Employee’s welfare at the heart of the blossoming Shalimar flowers

In the horticultural hub of Kenya, Naivasha region, off North Lake road, Kasarani area sits Shalimar Flowers. The farm prides itself of being the mother of the other three farms under the umbrella of East African Growers Limited: Mahee in Ol-kalau, Mwanzi in Rumuruti and Kabuku in Thika.
The farm management has put interests of their 650 workers at heart. According to Mr. Anbu Anbarasan – Farm Manager, they value their employees and they treat them with a lot of dignity since if there is a slight weakness of any form it affects their output. The company through the Fairtrade Project, offers bursaries to their employees’ children.

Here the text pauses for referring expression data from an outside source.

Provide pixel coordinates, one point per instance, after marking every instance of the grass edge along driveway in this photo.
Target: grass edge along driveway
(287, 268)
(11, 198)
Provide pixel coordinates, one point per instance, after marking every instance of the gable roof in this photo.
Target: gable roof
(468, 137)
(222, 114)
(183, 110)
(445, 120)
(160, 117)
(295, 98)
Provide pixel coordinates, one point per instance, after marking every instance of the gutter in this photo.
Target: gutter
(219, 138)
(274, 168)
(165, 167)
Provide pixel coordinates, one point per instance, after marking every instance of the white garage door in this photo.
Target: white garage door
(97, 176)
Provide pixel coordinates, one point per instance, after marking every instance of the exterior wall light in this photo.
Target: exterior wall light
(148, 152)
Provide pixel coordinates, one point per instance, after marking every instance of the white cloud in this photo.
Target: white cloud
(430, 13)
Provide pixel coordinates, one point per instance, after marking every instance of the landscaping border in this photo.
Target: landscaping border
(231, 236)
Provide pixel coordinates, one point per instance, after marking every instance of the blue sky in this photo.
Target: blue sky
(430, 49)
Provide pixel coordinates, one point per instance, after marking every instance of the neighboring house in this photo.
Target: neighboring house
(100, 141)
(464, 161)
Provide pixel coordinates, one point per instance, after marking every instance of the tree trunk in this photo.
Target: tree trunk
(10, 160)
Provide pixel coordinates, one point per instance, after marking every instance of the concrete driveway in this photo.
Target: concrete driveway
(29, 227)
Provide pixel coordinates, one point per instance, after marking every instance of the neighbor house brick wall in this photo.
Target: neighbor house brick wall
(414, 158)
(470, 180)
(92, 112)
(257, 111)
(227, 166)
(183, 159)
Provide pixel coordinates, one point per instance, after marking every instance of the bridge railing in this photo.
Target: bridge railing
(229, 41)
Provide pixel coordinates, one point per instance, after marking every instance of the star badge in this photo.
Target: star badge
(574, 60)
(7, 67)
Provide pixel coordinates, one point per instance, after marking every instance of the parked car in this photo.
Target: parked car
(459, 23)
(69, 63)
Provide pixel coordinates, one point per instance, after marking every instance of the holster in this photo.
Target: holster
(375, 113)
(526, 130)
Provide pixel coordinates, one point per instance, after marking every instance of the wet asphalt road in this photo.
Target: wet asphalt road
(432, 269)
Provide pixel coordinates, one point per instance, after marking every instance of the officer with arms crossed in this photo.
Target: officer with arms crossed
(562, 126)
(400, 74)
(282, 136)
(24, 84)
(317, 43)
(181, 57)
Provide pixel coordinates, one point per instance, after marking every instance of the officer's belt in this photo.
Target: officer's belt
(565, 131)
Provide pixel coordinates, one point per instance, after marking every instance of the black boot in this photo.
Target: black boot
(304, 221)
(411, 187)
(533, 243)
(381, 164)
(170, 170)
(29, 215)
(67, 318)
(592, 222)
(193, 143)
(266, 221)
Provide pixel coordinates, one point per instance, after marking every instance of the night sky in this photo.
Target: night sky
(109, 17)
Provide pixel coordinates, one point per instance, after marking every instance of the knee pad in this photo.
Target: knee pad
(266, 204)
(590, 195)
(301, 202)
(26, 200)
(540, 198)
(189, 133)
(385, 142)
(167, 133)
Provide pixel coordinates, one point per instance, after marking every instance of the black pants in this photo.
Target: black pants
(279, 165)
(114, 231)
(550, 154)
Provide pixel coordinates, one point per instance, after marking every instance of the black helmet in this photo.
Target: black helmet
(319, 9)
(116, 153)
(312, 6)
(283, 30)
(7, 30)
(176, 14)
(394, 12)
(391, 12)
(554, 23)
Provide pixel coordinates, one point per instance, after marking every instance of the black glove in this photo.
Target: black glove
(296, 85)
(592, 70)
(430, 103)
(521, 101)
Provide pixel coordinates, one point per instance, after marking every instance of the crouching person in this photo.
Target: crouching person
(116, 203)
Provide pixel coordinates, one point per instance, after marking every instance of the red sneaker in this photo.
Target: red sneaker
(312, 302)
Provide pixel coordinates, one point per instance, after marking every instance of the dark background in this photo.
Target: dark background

“Every child from each household in the farm is entitled to thirty thousand Kenya shillings school fees; from form one to form four and we do not segregate whether they are bright or not but given a chance to be in school definitely their grades improves,” Anbarasan opined. In addition, workers who have attained the A-level education and didn’t get an opportunity to further their studies are sponsored by the Fairtrade Project to attain college education in the fields of their predilection. At the moment, several employees have enrolled for computer classes, tailoring and driving courses.
“We also train our employees annually on heath related matters including HIV/AIDS, cancer among others with the help of HER Project. All workers have insurance cover paid by the farm for compensation in case of accidents occurring.
After five years of working in this farm, every employee is entitled to a gratuity of thirty percent,” the farm manager explained. Breast feeding mothers are allowed one and half hours every day to breast feed their babies. The Company provides housing facility where employees are allocated two rooms to live comfortably. Workers are registered as members of the Company’s Sacco where they are able to acquire low interest loans. The noble gesture of the farm to its employees has also been extended to the local community. They have purchased a piece of land for the neighboring St Andrews Secondary School, which is being used as a playground by the students. They are currently supplying clean piped water to the locals.
Propagation
An employee of Shalimar Farm mixing cocopeat to be placed in baler machine Shalimar Farm’s, farm manager Mr. Anbu Anbarasan and Ms. Vivian Wafula, in charge of propagation, at cocopeat preparation site Besides employees, Shalimar runs their own propagation facility with over twenty five thousand plants propagated in a day.
Vivian Wafula who is in charge of propagation revealed that at the moment they have 480,000 plants in the propagation units. “In the first unit the grafted plants are provided with conducive environment including water for the buds to shoot and the roots to develop. This takes a period of thirty days before moving them to the second unit for hardening. The process takes fifteen days before they are transplanted to greenhouse,” Wafula explained.
Shalimar Farm was incepted in 2002 on a five hundred acre piece of land and currently, they are cultivating nineteen varieties of intermediate roses. They have curved out thirty acres solely for rose cultivation; twenty five acres on hydroponics and the remaining five on soil; though very soon they will also be converted to hydroponic. The farm prides itself of being ETI, GlobalGap, Mps, and Fairtrade certified. On average they export forty five million stems annually. Athena is their best variety in terms of income and its productivity.